My sister and I use to talk about how deceitful make-up could make you look and how horrible it would be to be an avid make-up user, get married and then for your husband to see you for the first time without make-up and think, "Who in the world are you?!"
I wore make-up in 5th grade, usually putting it on at school when my mom wasn't around. When she found out she informed me that I couldn't wear make-up until I was 15, which to an 11 year-old seems forever away. During the following four years I just got used to liking the way I looked au natural and continued to bare my naked face for several years.

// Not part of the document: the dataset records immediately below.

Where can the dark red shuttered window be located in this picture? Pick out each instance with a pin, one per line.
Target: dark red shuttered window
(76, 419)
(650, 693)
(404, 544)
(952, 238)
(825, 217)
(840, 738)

It wasn't until after the birth of my 4th child that I started to feel like my face was lacking color. It just looked mighty pale from losing all the fluids one loses when having a baby, especially at the end of winter when one hasn't been outside much to absorb some sunshine. I started using some bronzer and felt much better when I saw myself in the mirror.
Since then I would just wear blush occasionally. A year ago I started to wear foundation, cover-up and blush every day--and I like the way I look with it on, better than without it on. Some times I even put on eye shadow and mascara and lip gloss.
When I was a teenager I knew that I really wanted to get married and, eventually, have children. I knew that I wanted lots of children. I also felt that God had given me a special talent and that I would become a phenomenal psychologist one day, or a musician, or an athletic coach.... I saw motherhood as something you just did and didn't think that it would be too hard to manage that while I worked full or part time.